La consignación del importe de la condena, cuando así proceda, se realizará de conformidad con lo dispuesto en el artículo 230 la Ley Reguladora de la Jurisdicción Social , con las exclusiones indicadas en el párrafo anterior, y se efectuará en la cuenta que esta Sala tiene abierta en BANCO SANTANDER, cuenta Nº 0965 0000 80, añadiendo a continuación seis dígitos. De ellos los cuatro primeros serán los correspondientes al número de rollo de esta Sala y dos restantes los dos últimos del año de dicho rollo, por lo que la cuenta en la que debe ingresarse se compone de 16 dígitos. La parte recurrente deberá acreditar que lo ha efectuado al tiempo de preparar el recurso en esta Secretaría.

Podrá sustituirse la consignación en metálico por el aseguramiento de la condena por aval solidario emitido por una entidad de crédito dicho aval deberá ser de duración indefinida y pagadero a primer requerimiento.

Para el caso que el depósito o la consignación no se realicen de forma presencial, sino mediante transferencia bancaria o por procedimientos telemáticos, en dichas operaciones deberán constar los siguientes datos:

La cuenta bancaria a la que se remitirá la suma es IBAN ES 55 0049 3569 920005001274. En el campo del 'ordenante' se indicará el nombre o razón social de la persona física o jurídica obligada a hacer el ingreso y el NIF o CIF de la misma.

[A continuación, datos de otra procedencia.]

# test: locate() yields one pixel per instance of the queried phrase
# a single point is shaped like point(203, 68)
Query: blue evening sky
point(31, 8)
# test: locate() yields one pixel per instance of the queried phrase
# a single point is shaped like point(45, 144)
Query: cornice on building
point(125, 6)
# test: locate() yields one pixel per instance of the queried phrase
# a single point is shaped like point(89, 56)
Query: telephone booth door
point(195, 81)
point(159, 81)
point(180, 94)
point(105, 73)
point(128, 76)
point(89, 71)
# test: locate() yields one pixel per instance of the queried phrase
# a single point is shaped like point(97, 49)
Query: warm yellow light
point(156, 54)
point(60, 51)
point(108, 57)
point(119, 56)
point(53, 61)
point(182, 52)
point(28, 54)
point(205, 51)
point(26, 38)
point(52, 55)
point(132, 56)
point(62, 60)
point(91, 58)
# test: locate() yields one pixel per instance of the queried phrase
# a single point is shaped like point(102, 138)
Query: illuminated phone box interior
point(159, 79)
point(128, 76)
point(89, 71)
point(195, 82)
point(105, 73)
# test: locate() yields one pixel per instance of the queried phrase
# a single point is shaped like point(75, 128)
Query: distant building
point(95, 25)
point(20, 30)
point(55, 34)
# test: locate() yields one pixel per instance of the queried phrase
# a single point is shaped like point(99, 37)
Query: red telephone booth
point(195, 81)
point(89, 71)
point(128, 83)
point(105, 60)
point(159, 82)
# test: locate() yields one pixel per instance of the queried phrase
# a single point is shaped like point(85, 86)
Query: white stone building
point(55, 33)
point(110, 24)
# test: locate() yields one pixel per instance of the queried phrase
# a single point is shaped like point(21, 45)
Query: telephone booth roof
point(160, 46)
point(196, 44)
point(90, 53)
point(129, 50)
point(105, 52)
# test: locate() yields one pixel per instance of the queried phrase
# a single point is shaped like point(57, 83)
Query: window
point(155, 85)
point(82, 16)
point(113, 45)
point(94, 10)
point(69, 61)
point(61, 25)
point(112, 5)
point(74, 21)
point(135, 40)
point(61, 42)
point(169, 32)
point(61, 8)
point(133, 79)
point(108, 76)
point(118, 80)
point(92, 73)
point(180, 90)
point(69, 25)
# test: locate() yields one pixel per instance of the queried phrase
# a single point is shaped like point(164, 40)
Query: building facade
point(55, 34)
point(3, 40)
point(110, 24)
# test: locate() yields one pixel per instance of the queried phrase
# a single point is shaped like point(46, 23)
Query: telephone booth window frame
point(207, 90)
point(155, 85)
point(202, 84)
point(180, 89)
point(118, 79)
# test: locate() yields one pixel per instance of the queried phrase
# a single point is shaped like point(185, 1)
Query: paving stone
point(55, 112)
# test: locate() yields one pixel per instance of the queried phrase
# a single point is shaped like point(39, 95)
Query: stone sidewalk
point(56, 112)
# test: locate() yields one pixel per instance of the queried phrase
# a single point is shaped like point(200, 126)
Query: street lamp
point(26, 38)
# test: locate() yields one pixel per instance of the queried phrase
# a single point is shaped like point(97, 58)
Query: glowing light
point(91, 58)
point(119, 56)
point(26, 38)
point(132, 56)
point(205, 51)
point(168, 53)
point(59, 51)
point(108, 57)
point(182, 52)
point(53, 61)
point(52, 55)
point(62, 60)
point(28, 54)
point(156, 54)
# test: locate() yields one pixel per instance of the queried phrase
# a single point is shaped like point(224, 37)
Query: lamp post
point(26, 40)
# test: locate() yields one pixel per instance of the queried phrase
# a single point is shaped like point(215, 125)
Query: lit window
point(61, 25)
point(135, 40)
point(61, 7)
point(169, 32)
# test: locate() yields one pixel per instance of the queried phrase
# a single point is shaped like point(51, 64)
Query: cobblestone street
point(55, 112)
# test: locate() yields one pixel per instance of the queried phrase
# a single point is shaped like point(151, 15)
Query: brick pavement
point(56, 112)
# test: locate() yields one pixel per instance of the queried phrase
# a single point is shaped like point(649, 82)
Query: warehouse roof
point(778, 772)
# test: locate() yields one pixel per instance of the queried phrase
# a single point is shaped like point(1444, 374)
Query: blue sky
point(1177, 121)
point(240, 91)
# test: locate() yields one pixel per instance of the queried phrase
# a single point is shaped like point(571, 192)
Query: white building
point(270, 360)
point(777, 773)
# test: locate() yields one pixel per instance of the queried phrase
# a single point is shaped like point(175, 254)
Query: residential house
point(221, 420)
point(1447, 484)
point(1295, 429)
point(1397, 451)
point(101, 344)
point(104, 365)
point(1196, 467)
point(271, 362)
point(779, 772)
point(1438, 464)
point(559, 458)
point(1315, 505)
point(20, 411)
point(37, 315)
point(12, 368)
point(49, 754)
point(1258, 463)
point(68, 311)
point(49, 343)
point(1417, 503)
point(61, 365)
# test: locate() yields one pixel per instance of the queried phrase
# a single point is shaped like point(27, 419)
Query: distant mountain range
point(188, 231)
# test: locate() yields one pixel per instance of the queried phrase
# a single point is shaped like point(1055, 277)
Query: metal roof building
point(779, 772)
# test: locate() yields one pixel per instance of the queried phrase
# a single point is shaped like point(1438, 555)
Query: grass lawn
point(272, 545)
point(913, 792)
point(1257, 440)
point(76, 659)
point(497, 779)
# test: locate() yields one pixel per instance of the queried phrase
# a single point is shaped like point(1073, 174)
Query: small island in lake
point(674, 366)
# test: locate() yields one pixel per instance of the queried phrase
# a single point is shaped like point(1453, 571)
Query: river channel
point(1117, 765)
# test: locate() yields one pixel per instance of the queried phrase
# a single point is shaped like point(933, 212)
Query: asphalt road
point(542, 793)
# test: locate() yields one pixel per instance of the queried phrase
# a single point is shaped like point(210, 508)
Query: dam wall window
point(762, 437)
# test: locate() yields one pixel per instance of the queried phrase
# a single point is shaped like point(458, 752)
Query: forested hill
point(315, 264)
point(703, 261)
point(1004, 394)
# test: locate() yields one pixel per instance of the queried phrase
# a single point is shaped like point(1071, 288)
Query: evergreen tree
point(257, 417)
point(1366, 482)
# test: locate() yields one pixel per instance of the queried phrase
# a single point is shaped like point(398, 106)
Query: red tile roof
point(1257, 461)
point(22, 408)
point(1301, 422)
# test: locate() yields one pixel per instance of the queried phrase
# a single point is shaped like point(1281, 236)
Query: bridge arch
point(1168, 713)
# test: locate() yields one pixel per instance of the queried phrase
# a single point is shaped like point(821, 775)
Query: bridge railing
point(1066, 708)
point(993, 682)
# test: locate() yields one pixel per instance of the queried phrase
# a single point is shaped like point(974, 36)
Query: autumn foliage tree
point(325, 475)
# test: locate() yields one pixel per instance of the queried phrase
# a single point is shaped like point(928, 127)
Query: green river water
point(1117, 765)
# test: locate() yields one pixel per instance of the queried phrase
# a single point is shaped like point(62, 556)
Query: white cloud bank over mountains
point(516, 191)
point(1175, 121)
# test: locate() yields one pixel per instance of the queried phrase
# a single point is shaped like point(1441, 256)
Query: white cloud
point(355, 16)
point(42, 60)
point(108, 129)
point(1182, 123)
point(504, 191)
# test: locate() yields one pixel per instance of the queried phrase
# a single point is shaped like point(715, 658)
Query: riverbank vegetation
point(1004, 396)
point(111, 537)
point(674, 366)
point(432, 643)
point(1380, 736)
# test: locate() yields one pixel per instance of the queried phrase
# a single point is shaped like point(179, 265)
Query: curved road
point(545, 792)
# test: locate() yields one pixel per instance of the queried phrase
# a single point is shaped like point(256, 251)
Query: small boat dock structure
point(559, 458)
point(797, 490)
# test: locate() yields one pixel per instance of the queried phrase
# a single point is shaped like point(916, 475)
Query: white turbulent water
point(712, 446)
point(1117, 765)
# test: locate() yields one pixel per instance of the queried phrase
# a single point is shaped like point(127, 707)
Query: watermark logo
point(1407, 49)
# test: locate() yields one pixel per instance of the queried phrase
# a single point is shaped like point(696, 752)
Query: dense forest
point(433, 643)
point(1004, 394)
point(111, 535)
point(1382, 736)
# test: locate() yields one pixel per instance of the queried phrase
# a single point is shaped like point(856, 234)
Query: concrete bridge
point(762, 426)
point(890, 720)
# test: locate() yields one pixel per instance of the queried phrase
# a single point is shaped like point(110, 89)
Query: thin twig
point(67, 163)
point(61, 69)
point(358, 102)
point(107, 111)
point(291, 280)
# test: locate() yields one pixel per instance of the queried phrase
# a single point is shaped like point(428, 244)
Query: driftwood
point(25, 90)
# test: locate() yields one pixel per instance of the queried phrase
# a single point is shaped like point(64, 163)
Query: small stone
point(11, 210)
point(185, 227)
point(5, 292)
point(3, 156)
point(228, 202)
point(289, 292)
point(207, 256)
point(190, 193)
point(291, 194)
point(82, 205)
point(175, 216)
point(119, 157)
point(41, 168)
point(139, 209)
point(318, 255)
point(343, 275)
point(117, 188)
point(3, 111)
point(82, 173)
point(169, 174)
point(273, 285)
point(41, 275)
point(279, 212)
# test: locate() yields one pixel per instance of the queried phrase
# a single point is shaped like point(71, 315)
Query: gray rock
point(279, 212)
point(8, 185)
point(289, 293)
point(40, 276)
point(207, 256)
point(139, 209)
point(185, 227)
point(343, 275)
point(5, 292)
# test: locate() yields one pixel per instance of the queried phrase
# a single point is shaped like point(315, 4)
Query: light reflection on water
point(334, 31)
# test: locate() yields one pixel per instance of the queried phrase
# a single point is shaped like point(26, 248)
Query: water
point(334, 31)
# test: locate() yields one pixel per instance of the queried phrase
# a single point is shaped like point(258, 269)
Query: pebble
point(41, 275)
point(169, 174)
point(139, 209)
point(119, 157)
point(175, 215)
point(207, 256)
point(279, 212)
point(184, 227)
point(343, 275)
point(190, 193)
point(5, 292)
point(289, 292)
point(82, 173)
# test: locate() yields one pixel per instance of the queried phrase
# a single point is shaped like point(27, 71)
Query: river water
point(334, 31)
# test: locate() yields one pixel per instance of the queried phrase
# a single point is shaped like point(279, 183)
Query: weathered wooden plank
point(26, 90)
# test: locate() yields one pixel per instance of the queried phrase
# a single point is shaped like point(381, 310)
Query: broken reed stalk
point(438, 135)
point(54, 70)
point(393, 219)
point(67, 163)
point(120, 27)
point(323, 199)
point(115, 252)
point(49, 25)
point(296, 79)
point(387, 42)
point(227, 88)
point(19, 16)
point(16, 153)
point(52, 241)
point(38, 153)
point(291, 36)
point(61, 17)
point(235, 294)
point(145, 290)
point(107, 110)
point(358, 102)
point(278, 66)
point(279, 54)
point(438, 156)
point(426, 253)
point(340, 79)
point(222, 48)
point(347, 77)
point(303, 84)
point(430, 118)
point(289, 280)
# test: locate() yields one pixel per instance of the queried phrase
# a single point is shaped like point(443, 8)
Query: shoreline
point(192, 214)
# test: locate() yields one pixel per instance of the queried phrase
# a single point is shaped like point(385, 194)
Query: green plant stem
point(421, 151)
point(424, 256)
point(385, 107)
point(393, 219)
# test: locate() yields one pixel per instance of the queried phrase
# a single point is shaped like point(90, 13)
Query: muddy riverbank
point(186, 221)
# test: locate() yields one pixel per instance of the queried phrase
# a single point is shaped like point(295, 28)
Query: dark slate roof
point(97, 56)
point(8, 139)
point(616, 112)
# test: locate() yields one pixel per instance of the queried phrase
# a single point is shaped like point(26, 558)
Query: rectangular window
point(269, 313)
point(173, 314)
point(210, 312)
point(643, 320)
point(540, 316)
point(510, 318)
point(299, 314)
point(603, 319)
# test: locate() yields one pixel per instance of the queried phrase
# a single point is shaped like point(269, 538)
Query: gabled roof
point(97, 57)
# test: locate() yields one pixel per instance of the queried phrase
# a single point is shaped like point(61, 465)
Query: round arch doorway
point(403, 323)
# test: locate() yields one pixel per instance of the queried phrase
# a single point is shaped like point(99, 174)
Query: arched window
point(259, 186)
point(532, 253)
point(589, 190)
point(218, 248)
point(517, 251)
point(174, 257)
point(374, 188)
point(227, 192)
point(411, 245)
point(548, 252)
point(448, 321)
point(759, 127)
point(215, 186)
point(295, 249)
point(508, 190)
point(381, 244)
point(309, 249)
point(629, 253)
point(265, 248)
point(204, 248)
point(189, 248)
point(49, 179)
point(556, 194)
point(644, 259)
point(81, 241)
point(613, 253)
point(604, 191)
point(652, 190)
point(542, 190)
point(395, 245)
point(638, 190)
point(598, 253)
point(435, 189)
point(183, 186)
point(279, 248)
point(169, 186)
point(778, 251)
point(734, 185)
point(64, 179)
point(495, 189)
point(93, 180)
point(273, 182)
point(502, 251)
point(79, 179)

Como 'beneficiario' deberá constar la Sala Social del TSJ DE CATALUÑA. Finalmente, en el campo 'observaciones o concepto de la transferencia' se introducirán los 16 dígitos indicados en los párrafos anteriores referidos al depósito y la consignación efectuados de forma presencial.

Así por nuestra sentencia, lo pronunciamos, mandamos y firmamos.

Publicación.-La anterior sentencia ha sido leida y publicada en el día de su fecha por el Ilmo. Sr. Magistrado Ponente, de lo que doy fe.